Following the Lāhainā fires, officials directed the CPF team to help them plan to get children back into classrooms.
“The first step is to meet with local officials and determine which facilities the local community needs most,” said Ritter. “In this case, it was determined our priority will be helping plan for a temporary school."
With Lāhainā’s King Kamehameha III Elementary School destroyed in the wildfires, the CPF team is currently working with the state and county to determine a temporary solution for approximately 700 kindergarten through fifth-grade students — and to do it as soon as possible.
“We’re taking a look at the kind of facility they’re looking for, their needs and requirements, and possible locations for the school. In general, once we get a mission assignment, we look at getting cleared environmentally, determine where utilities are going to go, and assess the general layout. From there, we can start working on design,” said Ritter.

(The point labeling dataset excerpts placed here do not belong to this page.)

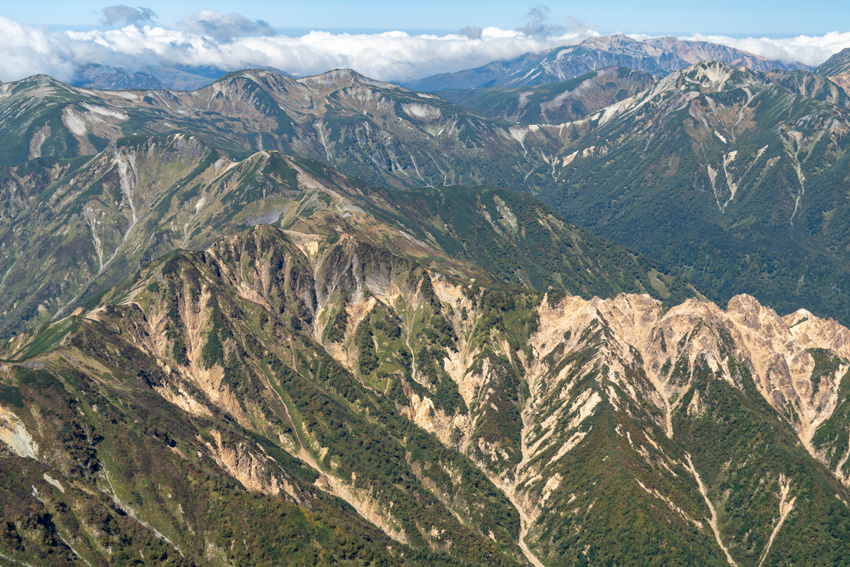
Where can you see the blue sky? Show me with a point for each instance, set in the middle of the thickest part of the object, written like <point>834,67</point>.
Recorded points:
<point>676,17</point>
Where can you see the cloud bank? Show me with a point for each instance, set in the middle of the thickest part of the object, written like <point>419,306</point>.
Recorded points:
<point>122,14</point>
<point>231,41</point>
<point>810,50</point>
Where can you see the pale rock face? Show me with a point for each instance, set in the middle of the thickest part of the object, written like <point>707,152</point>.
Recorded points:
<point>639,343</point>
<point>14,434</point>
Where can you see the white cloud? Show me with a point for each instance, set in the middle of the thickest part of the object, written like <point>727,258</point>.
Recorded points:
<point>27,50</point>
<point>123,14</point>
<point>394,56</point>
<point>225,27</point>
<point>810,50</point>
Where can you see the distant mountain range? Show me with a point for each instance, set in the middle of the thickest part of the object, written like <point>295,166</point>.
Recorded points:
<point>333,321</point>
<point>657,56</point>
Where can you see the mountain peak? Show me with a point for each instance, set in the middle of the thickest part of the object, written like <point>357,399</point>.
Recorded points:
<point>343,78</point>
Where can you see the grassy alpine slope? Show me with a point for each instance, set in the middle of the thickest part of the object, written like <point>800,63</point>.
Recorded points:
<point>318,380</point>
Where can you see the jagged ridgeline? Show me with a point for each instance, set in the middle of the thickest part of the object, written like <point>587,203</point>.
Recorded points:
<point>293,398</point>
<point>732,178</point>
<point>73,228</point>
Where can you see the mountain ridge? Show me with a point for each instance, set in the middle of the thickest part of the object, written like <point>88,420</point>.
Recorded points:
<point>650,426</point>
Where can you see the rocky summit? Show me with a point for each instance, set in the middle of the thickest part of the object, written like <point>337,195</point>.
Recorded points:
<point>333,321</point>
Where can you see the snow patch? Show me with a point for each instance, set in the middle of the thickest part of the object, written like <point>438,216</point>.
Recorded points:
<point>422,111</point>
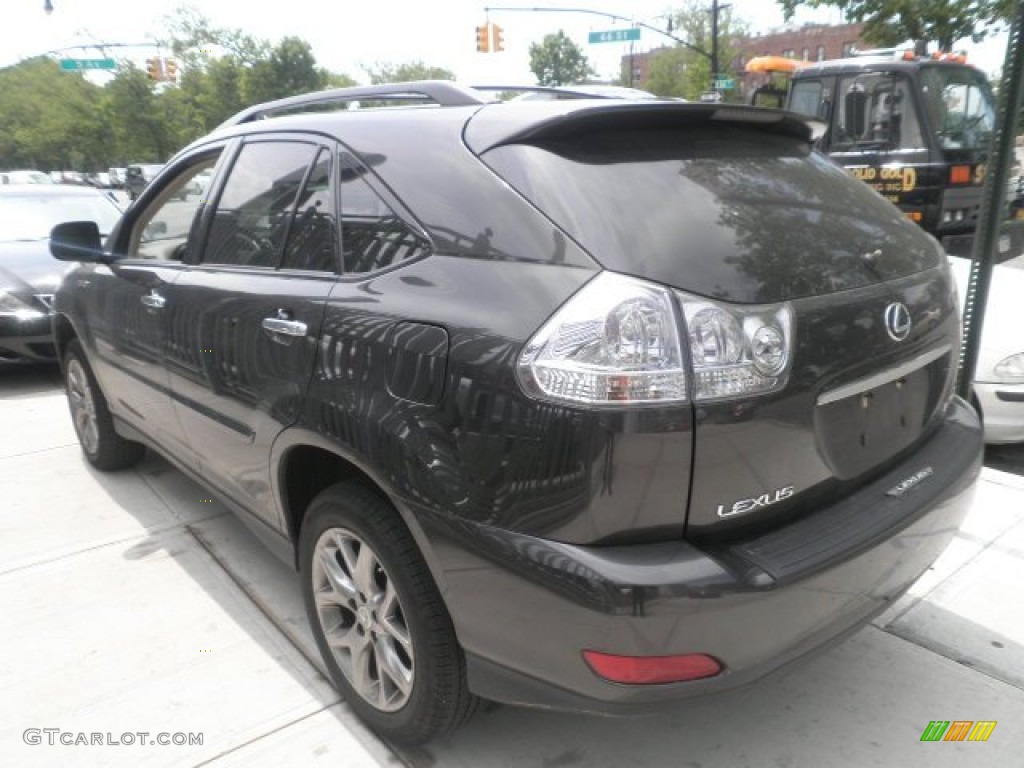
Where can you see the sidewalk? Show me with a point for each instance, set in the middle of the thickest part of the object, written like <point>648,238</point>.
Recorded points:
<point>134,603</point>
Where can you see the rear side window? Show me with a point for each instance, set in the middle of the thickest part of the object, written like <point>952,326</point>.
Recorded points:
<point>373,237</point>
<point>251,218</point>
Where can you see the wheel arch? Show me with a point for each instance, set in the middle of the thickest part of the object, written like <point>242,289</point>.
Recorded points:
<point>307,464</point>
<point>64,332</point>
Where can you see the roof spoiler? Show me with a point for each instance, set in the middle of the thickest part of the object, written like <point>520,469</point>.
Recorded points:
<point>488,130</point>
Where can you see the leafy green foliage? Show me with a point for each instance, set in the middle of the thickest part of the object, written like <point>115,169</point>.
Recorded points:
<point>404,73</point>
<point>940,22</point>
<point>684,72</point>
<point>557,60</point>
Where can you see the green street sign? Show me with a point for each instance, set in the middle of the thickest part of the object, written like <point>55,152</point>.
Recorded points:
<point>614,36</point>
<point>73,65</point>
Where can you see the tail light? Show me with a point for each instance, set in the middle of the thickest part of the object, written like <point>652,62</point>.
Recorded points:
<point>737,350</point>
<point>614,343</point>
<point>619,342</point>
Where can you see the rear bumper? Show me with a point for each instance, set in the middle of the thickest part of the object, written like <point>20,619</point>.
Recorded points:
<point>525,608</point>
<point>1001,411</point>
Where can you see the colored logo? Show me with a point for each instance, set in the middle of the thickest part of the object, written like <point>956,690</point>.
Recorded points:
<point>958,730</point>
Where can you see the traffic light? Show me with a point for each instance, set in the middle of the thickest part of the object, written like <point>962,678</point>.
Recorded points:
<point>155,69</point>
<point>483,38</point>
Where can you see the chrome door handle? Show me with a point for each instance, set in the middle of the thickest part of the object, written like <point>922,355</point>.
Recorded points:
<point>154,300</point>
<point>281,325</point>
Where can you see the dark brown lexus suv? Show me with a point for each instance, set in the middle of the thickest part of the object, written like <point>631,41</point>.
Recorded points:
<point>588,404</point>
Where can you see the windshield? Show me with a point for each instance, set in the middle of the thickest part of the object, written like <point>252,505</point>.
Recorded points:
<point>32,217</point>
<point>960,103</point>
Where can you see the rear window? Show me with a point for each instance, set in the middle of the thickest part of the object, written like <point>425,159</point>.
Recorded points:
<point>725,211</point>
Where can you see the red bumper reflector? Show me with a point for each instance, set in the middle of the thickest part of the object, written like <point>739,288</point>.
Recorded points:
<point>651,670</point>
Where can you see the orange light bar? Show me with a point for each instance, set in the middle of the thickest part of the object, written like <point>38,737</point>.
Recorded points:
<point>960,174</point>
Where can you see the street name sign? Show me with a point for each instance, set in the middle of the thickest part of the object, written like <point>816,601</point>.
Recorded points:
<point>614,36</point>
<point>71,65</point>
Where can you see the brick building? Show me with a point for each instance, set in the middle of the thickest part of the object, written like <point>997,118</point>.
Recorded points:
<point>812,42</point>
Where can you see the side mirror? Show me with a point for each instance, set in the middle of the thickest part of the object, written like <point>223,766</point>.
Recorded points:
<point>77,241</point>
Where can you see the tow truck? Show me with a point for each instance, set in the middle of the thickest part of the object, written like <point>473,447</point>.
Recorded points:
<point>916,129</point>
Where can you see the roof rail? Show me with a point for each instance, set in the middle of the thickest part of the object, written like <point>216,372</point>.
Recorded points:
<point>441,92</point>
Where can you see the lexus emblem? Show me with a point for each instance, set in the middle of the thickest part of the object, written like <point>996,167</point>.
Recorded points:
<point>897,321</point>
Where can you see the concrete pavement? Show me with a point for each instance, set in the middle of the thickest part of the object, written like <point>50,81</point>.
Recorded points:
<point>133,603</point>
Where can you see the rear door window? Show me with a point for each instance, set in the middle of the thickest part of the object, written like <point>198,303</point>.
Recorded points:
<point>312,238</point>
<point>373,236</point>
<point>251,218</point>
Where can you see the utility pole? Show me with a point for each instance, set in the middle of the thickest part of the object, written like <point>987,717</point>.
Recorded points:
<point>714,45</point>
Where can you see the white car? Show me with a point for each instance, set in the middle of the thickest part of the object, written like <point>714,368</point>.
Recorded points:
<point>998,378</point>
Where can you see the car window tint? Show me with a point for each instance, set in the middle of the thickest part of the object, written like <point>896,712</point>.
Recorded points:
<point>313,236</point>
<point>162,231</point>
<point>251,217</point>
<point>372,235</point>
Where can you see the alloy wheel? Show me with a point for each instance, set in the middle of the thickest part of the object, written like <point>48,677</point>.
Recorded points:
<point>83,407</point>
<point>363,620</point>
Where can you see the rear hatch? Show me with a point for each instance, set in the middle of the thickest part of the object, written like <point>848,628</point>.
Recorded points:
<point>733,205</point>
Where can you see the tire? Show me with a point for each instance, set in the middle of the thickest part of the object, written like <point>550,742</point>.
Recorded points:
<point>367,586</point>
<point>103,448</point>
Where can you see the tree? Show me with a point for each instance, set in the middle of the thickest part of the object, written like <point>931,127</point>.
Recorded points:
<point>382,72</point>
<point>685,72</point>
<point>290,69</point>
<point>895,22</point>
<point>557,60</point>
<point>48,118</point>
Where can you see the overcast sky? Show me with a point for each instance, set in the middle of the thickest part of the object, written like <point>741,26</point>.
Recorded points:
<point>345,34</point>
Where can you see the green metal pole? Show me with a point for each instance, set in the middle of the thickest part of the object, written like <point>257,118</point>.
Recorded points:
<point>986,237</point>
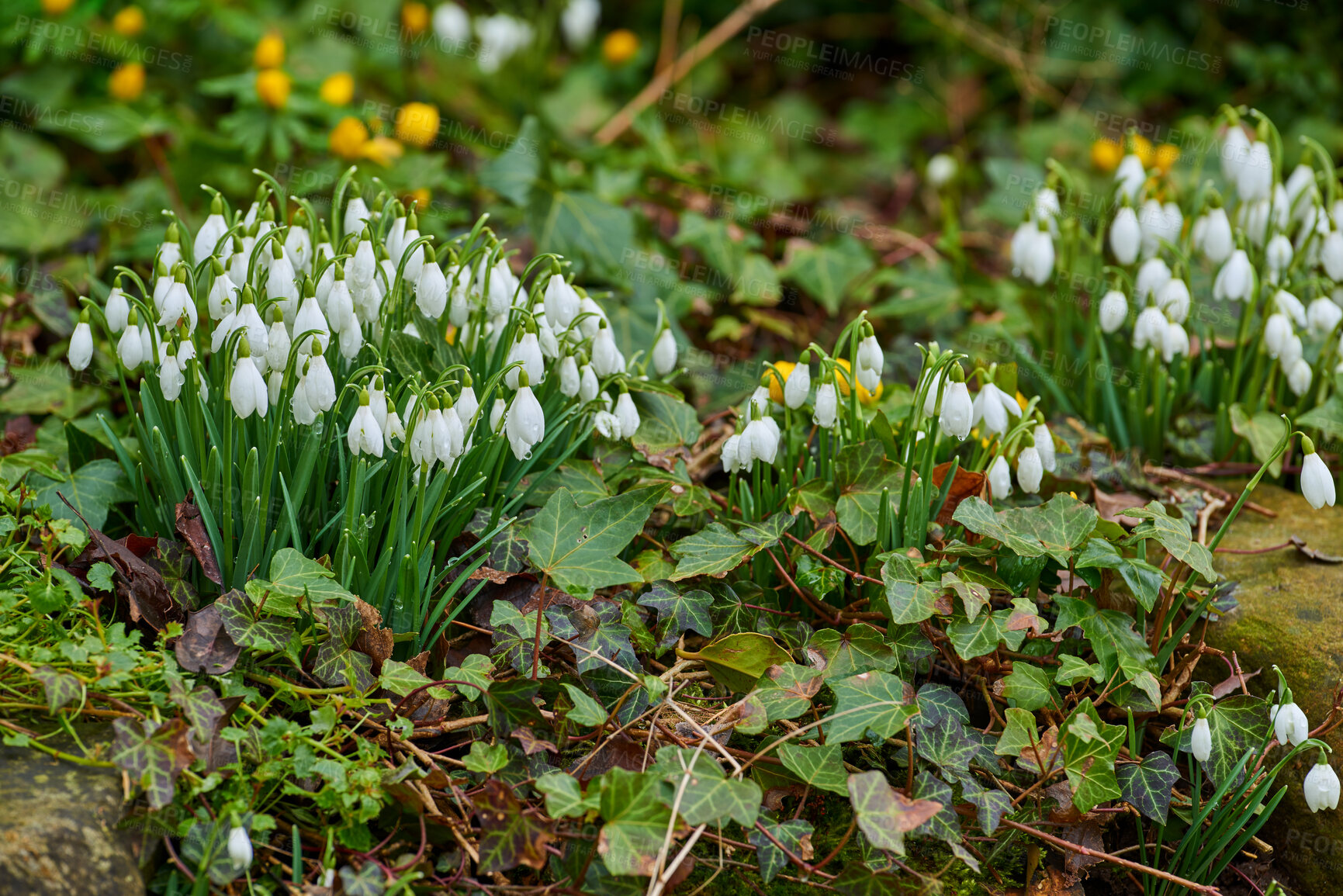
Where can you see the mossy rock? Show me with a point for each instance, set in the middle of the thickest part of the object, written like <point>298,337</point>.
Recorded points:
<point>1291,615</point>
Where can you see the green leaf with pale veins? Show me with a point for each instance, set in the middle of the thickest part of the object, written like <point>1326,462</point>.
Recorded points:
<point>579,547</point>
<point>822,767</point>
<point>868,701</point>
<point>1147,786</point>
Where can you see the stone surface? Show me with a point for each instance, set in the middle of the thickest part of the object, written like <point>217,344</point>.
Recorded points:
<point>58,826</point>
<point>1291,614</point>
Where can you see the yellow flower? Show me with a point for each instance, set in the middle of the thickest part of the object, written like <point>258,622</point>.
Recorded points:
<point>339,89</point>
<point>126,81</point>
<point>273,88</point>
<point>414,18</point>
<point>1165,157</point>
<point>775,386</point>
<point>348,137</point>
<point>1106,155</point>
<point>864,395</point>
<point>130,22</point>
<point>383,150</point>
<point>417,124</point>
<point>270,51</point>
<point>619,47</point>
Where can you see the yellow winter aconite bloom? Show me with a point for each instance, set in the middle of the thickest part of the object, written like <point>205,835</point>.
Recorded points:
<point>126,81</point>
<point>775,386</point>
<point>273,88</point>
<point>270,51</point>
<point>414,18</point>
<point>339,89</point>
<point>864,395</point>
<point>348,137</point>
<point>130,22</point>
<point>417,124</point>
<point>619,46</point>
<point>1106,155</point>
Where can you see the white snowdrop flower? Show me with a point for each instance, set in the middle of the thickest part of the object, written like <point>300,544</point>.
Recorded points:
<point>431,292</point>
<point>239,848</point>
<point>663,352</point>
<point>1113,310</point>
<point>312,323</point>
<point>364,434</point>
<point>1317,480</point>
<point>1256,178</point>
<point>1130,175</point>
<point>940,170</point>
<point>1150,328</point>
<point>628,414</point>
<point>1151,275</point>
<point>1126,235</point>
<point>587,383</point>
<point>999,479</point>
<point>1278,330</point>
<point>869,363</point>
<point>1278,255</point>
<point>1201,740</point>
<point>1173,299</point>
<point>569,376</point>
<point>247,390</point>
<point>1217,240</point>
<point>1322,786</point>
<point>525,424</point>
<point>1291,725</point>
<point>528,351</point>
<point>81,344</point>
<point>826,406</point>
<point>1299,376</point>
<point>607,425</point>
<point>798,386</point>
<point>1174,341</point>
<point>1030,469</point>
<point>957,411</point>
<point>579,20</point>
<point>607,359</point>
<point>321,385</point>
<point>1236,280</point>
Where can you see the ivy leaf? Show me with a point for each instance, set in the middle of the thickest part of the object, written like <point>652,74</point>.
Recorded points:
<point>679,611</point>
<point>580,547</point>
<point>885,815</point>
<point>61,687</point>
<point>822,767</point>
<point>637,821</point>
<point>509,837</point>
<point>1147,786</point>
<point>868,701</point>
<point>795,835</point>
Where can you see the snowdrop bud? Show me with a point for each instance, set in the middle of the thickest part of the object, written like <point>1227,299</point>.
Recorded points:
<point>239,848</point>
<point>957,411</point>
<point>663,352</point>
<point>999,479</point>
<point>798,385</point>
<point>1201,740</point>
<point>81,344</point>
<point>1113,310</point>
<point>1236,280</point>
<point>826,406</point>
<point>940,170</point>
<point>1030,469</point>
<point>1126,235</point>
<point>628,414</point>
<point>1278,257</point>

The team lead, Solomon, looked forward to moving forward with a potential mission. Having also deployed several times on missions such as flood-fighting in Arkansas, and a Blue Roof mission in New Orleans, this is her first mission as action officer and team lead.
“Even though I’ve been on other deployments, this is a learning experience for me. I’m thankful my team members have a wealth of knowledge and experience. They are helping me get up to speed and ensure all the codes are met as we move forward,” she said.
While each individual on the CPF team volunteered separately to work on the Hawai'i wildfires mission, their reasons echo one another for doing so.
“There’s a lot of gratification in helping,” said Ritter. “And this is one of the few jobs in the Corps where you can see something completed in a short amount of time. A lot of projects take years or an entire career. Here we can see something completed, and ultimately, get to help people.”
Murphy, on his tenth deployment, seeks to help his fellow citizens in their time of need.
“I felt compelled to help because this was such a horrific event with such a staggering human toll. … I wanted to be a small part of the recovery and restoration efforts to help my fellow citizens in their time of need,” he said.
Solomon summed it up succinctly: “It gives me joy to know that I can help in some small way.”